The Canadian Association of Moldmakers (CAMM) has taken exception with the federal government's decision to grant NHL players travel exemptions due to “national interest” during the final two rounds of the Stanley Cup playoffs while employees in the auto industry continue to be deemed non-essential workers and subject to quarantines.
Immigration Minister Marco Mendicino is allowing cross-border travel of NHL players, so long as they abide by a set of restrictions, including travel on private planes, daily COVID-19 testing, quarantines within designated hotels and arenas, and restrictions around who team members can interact with.
“That stuff makes sense to me. And I’m OK with that, because we said the same thing. I’d like the federal government to tell us why hockey players deserve exemptions but our guys don’t,” said Jon Azzopardi, CAMM chair. “All this says to me is that they’re willing to make exceptions…and they can put restrictions in place that make it safe.”
The NHL was required to come up with a plan to protect the teams and public at large and getting approval for it from the Public Health Agency of Canada as well as provincial authorities. It spent weeks putting the plan together. The Ontario, Quebec, Alberta and Manitoba governments signed off on the protocols and Mendicino eventually granted the exemption.
The Montreal Canadiens await the winner of the series between the Las Vegas Golden Knights and Colorado Avalanche.
Mendicino didn’t respond to Automotive News Canada’s request for comment. He previously spoke to The Canadian Press.
“We felt confident we could take this decision, which will allow Canadians to enjoy one of their favourite pastimes, namely playoff hockey, while at the same time keeping everyone healthy and safe," Mendicino told The Canadian Press in an interview.The playoff proposal ... was reviewed with a fine-tooth comb by all public health care officials," Mendicino said. "I really want to emphasize that because they're the experts, and they're the ones in whom we place great faith and confidence before we even take this decision."
Azzopardi has been fighting for months to get the Canadian government to open the land border, which has been closed to non-essential travel since March 2020. He said the longest unguarded border in the world has become a trade barrier to the auto sector. He’s described the situation as “crippling” to his members, some of whom export 100 per cent of what they make to the United States.
Employees at moldmakers in Canada need to be able to go to the United States to fulfill contractual obligations of installing the equipment. Likewise, U.S. auto employees usually need to come to Canada to sign off on a mold, before the deal is sealed. But, when American workers come to Canada or Canadians return home, they're subject to 14-day quarantine.
Azzopardi would like to know what makes hockey players and their jobs so much different that they can be afforded nearly unfettered travel between the two countries while his members are not.
“What did the hockey players do to convince the federal government that we didn’t?” Azzopardi asked. “Federal government: What did we do wrong? What boxes did we not check, that the hockey players did, so they can get their job done?
“We still have to get our job done, too.
“They basically gave them what we’ve been asking for: Pre-approval to move across the border as long as you agree to these terms and requirements. We would agree to the same thing.”
Azzopardi said his company, Laval Tool in Windsor, Ont., has lost 30 per cent of its business due to the border closure, and that the losses among his members is in the “hundreds of millions.” He said the border restrictions are diving U.S. customers to U.S. moldmakers and suppliers, giving up on Canada because doing business is too difficult with tight border restrictions in place.

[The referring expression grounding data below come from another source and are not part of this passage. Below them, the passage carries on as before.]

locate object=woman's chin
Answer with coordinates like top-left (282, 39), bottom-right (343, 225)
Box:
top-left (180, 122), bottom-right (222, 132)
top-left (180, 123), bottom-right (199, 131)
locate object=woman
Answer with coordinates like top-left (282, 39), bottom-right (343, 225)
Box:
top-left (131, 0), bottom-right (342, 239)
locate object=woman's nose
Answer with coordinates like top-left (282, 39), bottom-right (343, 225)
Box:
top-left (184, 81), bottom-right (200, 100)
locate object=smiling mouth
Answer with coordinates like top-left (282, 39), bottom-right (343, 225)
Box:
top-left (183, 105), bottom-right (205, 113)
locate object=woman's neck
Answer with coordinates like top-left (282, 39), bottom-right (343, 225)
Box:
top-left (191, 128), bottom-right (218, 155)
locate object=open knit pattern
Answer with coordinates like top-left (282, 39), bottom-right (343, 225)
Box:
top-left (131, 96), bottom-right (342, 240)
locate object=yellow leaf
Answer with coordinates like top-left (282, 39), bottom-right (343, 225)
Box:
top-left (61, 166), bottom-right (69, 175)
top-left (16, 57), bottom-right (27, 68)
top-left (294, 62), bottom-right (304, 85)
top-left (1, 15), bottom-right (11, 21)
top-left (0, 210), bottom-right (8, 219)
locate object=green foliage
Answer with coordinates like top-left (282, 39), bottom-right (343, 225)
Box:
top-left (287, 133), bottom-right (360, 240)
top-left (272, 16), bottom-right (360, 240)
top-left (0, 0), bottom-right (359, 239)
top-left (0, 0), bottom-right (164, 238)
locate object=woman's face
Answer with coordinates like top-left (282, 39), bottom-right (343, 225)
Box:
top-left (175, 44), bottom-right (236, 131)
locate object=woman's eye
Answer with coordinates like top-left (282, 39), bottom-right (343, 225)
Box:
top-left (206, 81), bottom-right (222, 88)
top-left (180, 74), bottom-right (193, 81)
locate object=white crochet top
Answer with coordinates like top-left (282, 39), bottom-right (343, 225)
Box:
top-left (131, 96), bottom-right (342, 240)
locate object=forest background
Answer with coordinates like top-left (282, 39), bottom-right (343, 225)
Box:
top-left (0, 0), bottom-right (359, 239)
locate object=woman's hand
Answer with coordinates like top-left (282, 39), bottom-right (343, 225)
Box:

Azzopardi said it’s been months since the government has spoken with his association.
While Mendicino praised the NHL's plan, he also said the decision to grant an exemption also reflected rising vaccinations rates across Canada and the United States.
In Canada, 2,994,639 people or 7.9 per cent of the population has been fully vaccinated. In the United States, about 42 per cent of the population has two doses.
Even with that U.S. rate, Azzopardi said he’s “still fearful” clients coming into Canada will be denied or subject to a quarantine upon arrival.
“That situation that you agreed to for a hockey player, that exact same situation exists for hundreds of people a week in our industry,” Azzopardi said.
The Canadian Press contributed to this report.